La grande diversité des formes et de l’apparition des cicatrices fait que, mis à part les deux premiers chapitres, les autres peuvent être lus dans le désordre. En effet, malgré le point commun d’être une marque sur la peau, les interprétations anthropologiques des types de cicatrices sont très diversifiées.
Ce livre est assez facile à lire, malgré certains passages que je pense pourraient être condensés. Le contenu est dense et, je crois, exhaustif. J’ai déjà lu plusieurs de ses livres et sauf un, je les ai tous apprécié.

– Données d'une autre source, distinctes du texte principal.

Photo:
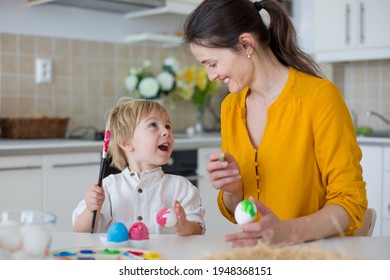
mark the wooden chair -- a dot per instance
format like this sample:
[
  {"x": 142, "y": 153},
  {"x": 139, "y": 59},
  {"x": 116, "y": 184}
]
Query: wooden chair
[{"x": 369, "y": 220}]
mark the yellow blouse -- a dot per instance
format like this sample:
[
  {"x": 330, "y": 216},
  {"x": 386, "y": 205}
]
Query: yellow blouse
[{"x": 308, "y": 156}]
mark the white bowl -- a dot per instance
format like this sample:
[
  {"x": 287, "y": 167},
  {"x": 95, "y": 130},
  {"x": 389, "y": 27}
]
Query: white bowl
[{"x": 25, "y": 234}]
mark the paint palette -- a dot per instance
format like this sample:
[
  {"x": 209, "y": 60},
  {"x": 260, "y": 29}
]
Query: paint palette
[{"x": 103, "y": 253}]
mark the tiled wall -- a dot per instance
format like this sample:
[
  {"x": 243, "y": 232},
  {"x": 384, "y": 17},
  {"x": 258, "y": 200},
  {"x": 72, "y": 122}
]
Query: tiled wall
[{"x": 88, "y": 78}]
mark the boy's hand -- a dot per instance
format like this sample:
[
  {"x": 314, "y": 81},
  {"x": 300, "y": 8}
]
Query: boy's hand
[{"x": 94, "y": 198}]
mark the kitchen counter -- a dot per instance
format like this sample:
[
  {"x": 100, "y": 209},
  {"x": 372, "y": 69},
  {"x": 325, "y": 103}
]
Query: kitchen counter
[
  {"x": 174, "y": 247},
  {"x": 374, "y": 140},
  {"x": 10, "y": 147}
]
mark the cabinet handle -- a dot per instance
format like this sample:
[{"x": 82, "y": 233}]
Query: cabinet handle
[
  {"x": 362, "y": 13},
  {"x": 21, "y": 168},
  {"x": 74, "y": 164},
  {"x": 347, "y": 24}
]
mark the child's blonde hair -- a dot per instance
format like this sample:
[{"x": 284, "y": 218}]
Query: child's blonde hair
[{"x": 122, "y": 121}]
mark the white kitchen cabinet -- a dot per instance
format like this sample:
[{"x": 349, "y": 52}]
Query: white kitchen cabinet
[
  {"x": 21, "y": 182},
  {"x": 65, "y": 181},
  {"x": 346, "y": 30},
  {"x": 215, "y": 222},
  {"x": 372, "y": 174},
  {"x": 157, "y": 26}
]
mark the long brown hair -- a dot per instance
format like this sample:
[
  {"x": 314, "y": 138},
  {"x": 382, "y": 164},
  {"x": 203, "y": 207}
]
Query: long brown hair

La table de matières donne une idée de son contenu :
- La peau : anthropologie
- Traces d’événements, signes d’identité
- Cicatrices rituelles des sociétés traditionnelles
- Signes d’infamie
- Cicatrices d’art
- Scarifications adolescentes
- Blessures carcérales
- Blessures des réfugiés : la preuve par les cicatrices
- Cicatrices sur le visage
- Corps de résistance, corps d’amazone
- L’esthétisme des cicatrices
Citations
(p. 132)
Chez le jeune dans l’impossibilité de nouer une relation heureuse aux autres, de mettre sens et valeur à son existence, le corps prend le relais. Les scarifications, les brûlures, les piqûres avec des compas ou des punaises les ecchymoses volontaires, les excoriations sur des boutons d’acné, les coups, les insertions d’objets sous la peau, l’entretien de blessures en rouvrant des plaies produisent des cicatrices plus ou moins durables selon leur profondeur et l’instrument qui les provoque. Elles sont plus ou moins visibles selon leur localisation. L’insuffisance d’une relation solide et confiante au monde lors d’événements affectifs douloureux produit ces moments fulgurants de recours au corps à travers une chirurgie brutale, mais signifiante, pour s’agripper au réel et ne pas sombrer. À travers l’effraction corporelle, le jeune s’efforce de reprendre le contrôle d’une situation qui lui échappe. Il faut parfois sacrifier une part du corps pour sauvegarder quelque chose de soi. Ces blessures sont des tentatives de se dépouiller d’une peau, qui colle à la peau, d’un sentiment de soi insupportable. Mises en œuvre de manière volontaire et répétée, elles incarnent finalement une autre forme de ce que Freud nommait la « complaisance somatique ». Ce sont des hiéroglyphes de souffrance, et, simultanément, des tentatives d’en alléger le poids. Le corps est une autre scène où le jeune règle ses comptes, décharge les tensions et accroche simultanément par l’effraction le sentiment de son existence.